Learning to Refine Input Constrained Control Barrier Functions via Uncertainty-Aware Online Parameter Adaptation
Taekyung Kim, Robin Inho Kee, Dimitra Panagou
TL;DR
This work addresses safety-critical control for discrete-time nonlinear systems under input constraints by learning to adapt the class $\mathcal{K}$ functions of ICCBFs online. It introduces a Probabilistic Ensemble Neural Network (PENN) to predict safety and performance metrics for candidate parameterizations, and uses Jensen-Renyi Divergence and distributionally robust CVaR to filter valid parameters. An online MPC-ICCBF framework updates the parameters in real time to balance safety guarantees with performance in navigation tasks. Experiments show the proposed method outperforms fixed-parameter and other adaptive approaches in collision avoidance and goal achievement.
Abstract
Control Barrier Functions (CBFs) have become powerful tools for ensuring safety in nonlinear systems. However, finding valid CBFs that guarantee persistent safety and feasibility remains an open challenge, especially in systems with input constraints. Traditional approaches often rely on manually tuning the parameters of the class K functions of the CBF conditions a priori. The performance of CBF-based controllers is highly sensitive to these fixed parameters, potentially leading to overly conservative behavior or safety violations. To overcome these issues, this paper introduces a learning-based optimal control framework for online adaptation of Input Constrained CBF (ICCBF) parameters in discrete-time nonlinear systems.
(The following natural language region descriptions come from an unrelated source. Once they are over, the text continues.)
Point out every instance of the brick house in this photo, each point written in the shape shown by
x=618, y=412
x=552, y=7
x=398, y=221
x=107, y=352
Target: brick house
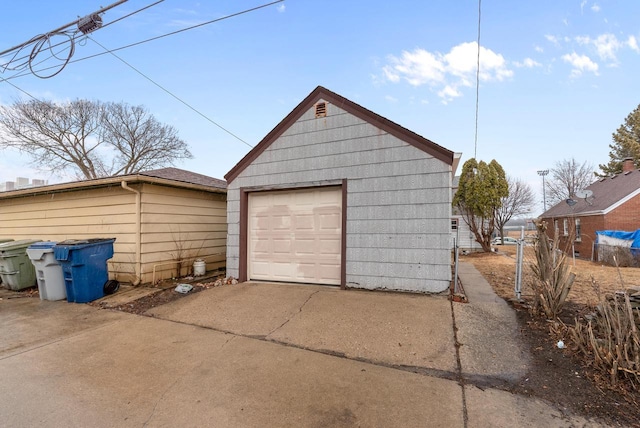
x=614, y=205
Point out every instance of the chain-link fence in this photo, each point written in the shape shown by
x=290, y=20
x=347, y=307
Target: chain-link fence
x=525, y=259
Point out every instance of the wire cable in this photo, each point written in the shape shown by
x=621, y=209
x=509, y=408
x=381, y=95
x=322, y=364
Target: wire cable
x=475, y=143
x=170, y=93
x=157, y=37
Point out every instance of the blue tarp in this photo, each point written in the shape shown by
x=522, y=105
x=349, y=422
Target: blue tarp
x=634, y=237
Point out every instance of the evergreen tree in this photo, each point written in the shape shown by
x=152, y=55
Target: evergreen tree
x=480, y=191
x=626, y=144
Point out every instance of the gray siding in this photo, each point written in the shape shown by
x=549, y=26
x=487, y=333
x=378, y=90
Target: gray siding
x=398, y=200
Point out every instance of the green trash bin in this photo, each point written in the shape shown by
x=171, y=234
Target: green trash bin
x=16, y=270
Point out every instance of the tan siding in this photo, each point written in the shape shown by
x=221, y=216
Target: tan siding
x=194, y=219
x=181, y=224
x=94, y=213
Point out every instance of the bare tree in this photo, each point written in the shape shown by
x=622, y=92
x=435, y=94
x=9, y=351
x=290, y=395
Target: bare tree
x=520, y=200
x=90, y=138
x=140, y=141
x=567, y=177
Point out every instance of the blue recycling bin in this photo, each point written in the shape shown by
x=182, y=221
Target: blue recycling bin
x=84, y=267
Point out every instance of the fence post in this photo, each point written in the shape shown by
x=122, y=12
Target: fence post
x=519, y=262
x=455, y=270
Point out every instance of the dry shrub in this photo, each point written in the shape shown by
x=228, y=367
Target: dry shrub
x=553, y=280
x=610, y=338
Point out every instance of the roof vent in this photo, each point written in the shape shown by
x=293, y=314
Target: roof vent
x=321, y=109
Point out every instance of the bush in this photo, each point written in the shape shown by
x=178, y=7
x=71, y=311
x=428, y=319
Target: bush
x=553, y=280
x=611, y=339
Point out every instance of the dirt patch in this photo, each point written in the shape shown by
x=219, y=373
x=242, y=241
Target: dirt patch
x=166, y=293
x=563, y=376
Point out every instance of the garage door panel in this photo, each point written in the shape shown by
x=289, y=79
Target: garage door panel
x=304, y=222
x=281, y=246
x=296, y=235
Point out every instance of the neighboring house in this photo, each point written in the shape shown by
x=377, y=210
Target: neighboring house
x=460, y=230
x=157, y=217
x=336, y=194
x=614, y=205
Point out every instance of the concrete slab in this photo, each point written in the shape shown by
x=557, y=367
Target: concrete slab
x=491, y=350
x=147, y=372
x=249, y=309
x=28, y=322
x=500, y=409
x=390, y=328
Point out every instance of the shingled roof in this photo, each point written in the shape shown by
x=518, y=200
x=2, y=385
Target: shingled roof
x=608, y=194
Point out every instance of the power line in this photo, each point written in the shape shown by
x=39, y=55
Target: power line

Our method employs a probabilistic ensemble neural network to predict the performance and risk metrics, as defined in this work, for candidate parameters, accounting for both epistemic and aleatoric uncertainties. We propose a two-step verification process using Jensen-Renyi Divergence and distributionally-robust Conditional Value at Risk to identify valid parameters. This enables dynamic refinement of ICCBF parameters based on current state and nearby environments, optimizing performance while ensuring safety within the verified parameter set. Experimental results demonstrate that our method outperforms both fixed-parameter and existing adaptive methods in robot navigation scenarios across safety and performance metrics.